In conservation laws, quantities are said to be “conserved” and the conservation laws which result can be considered to be the most fundamental principles of mechanics. In mechanics, examples of conserved quantities are energy, momentum, and angular momentum. The laws of conservation are exact for an isolated system.
The Law of Conservation of Matter
The law of conservation of matter or principle of matter conservation states that the mass of an object or collection of objects never changes over time, no matter how the constituent parts rearrange themselves.
The mass can neither be created nor destroyed.
The law requires that during any nuclear reaction, radioactive decay or chemical reaction in an isolated system, the total mass of the reactants or starting materials must be equal to the mass of the products.
See also: Law of Conservation of Matter
Law of Conservation of Energy
The law of conservation of energy is one of the basic laws of physics along with the conservation of mass and the conservation of momentum. The law of conservation of energy states that energy can change from one form into another, but it cannot be created or destroyed. Or the general definition is:
The total energy of an isolated system remains constant over time.
Energy can be defined as the capacity for doing work. It may exist in a variety of forms and may be transformed from one type of energy to another in hundreds of ways.
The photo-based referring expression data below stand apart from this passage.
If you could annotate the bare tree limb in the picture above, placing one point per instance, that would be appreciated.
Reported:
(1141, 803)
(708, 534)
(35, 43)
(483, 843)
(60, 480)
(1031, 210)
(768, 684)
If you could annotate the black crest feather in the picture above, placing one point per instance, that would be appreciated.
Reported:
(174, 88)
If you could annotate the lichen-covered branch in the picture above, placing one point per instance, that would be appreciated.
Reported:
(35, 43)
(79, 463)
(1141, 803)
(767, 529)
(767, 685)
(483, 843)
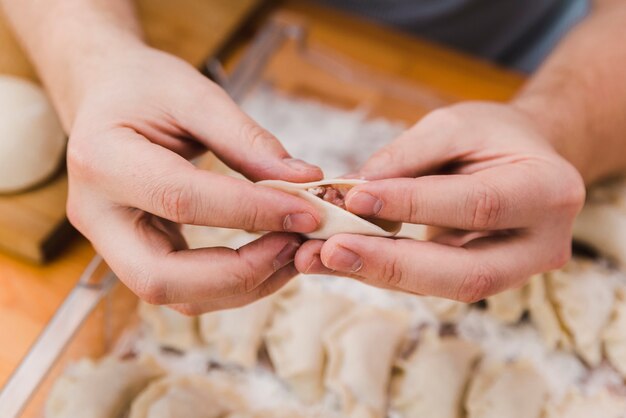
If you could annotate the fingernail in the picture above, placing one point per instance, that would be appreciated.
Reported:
(316, 266)
(299, 165)
(345, 260)
(357, 176)
(364, 204)
(300, 222)
(286, 255)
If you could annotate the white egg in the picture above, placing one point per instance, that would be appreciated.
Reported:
(32, 141)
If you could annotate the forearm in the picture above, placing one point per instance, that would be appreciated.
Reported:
(68, 40)
(578, 97)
See also: Law of Conservation of Energy
The concept of energy conservation is widely used in many fields. In this article the following fields are discussed:
- Conservation of Mechanical Energy
- Conservation of Energy in Fluid Mechanics
- Conservation of Energy in Thermodynamics
- Conservation of Energy in Electrical Circuits
- Conservation of Energy in Chemical Reactions
- Conservation of Energy in Special Relativity Theory
- Conservation of Energy in Nuclear Reactions
Law of Conservation of Mass-Energy – Mass-Energy Equivalence
In special theory of relativity certain types of matter may be created or destroyed, but in all of these processes, the mass and energy associated with such matter remains unchanged in quantity. It was found the rest mass an atomic nucleus is measurably smaller than the sum of the rest masses of its constituent protons, neutrons and electrons. Mass was no longer considered unchangeable in the closed system. The difference is a measure of the nuclear binding energy which holds the nucleus together. According to the Einstein relationship (E = mc2) this binding energy is proportional to this mass difference and it is known as the mass defect.
Law of Conservation of Momentum
In general, the law of conservation of momentum or principle of momentum conservation states that the momentum of an isolated system is a constant. The vector sum of the momenta (momentum is equal to the mass of an object multiplied by its velocity) of all the objects of a system cannot be changed by interactions within the system. In classical mechanics, this law is implied by Newton’s laws. This principle is a direct consequence of Newton’s third law.
See also: Law of Conservation of Momentum
Laws of Conservation in Nuclear Reactions
In analyzing nuclear reactions, we apply the many conservation laws. Nuclear reactions are subject to classical conservation laws for charge, momentum, angular momentum, and energy (including rest energies). Additional conservation laws, not anticipated by classical physics, are are electric charge, lepton number and baryon number. Certain of these laws are obeyed under all circumstances, others are not. We have accepted conservation of energy and momentum. In all the examples given we assume that the number of protons and the number of neutrons is separately conserved. We shall find circumstances and conditions in which this rule is not true. Where we are considering non-relativistic nuclear reactions, it is essentially true. However, where we are considering relativistic nuclear energies or those involving the weak interactions, we shall find that these principles must be extended.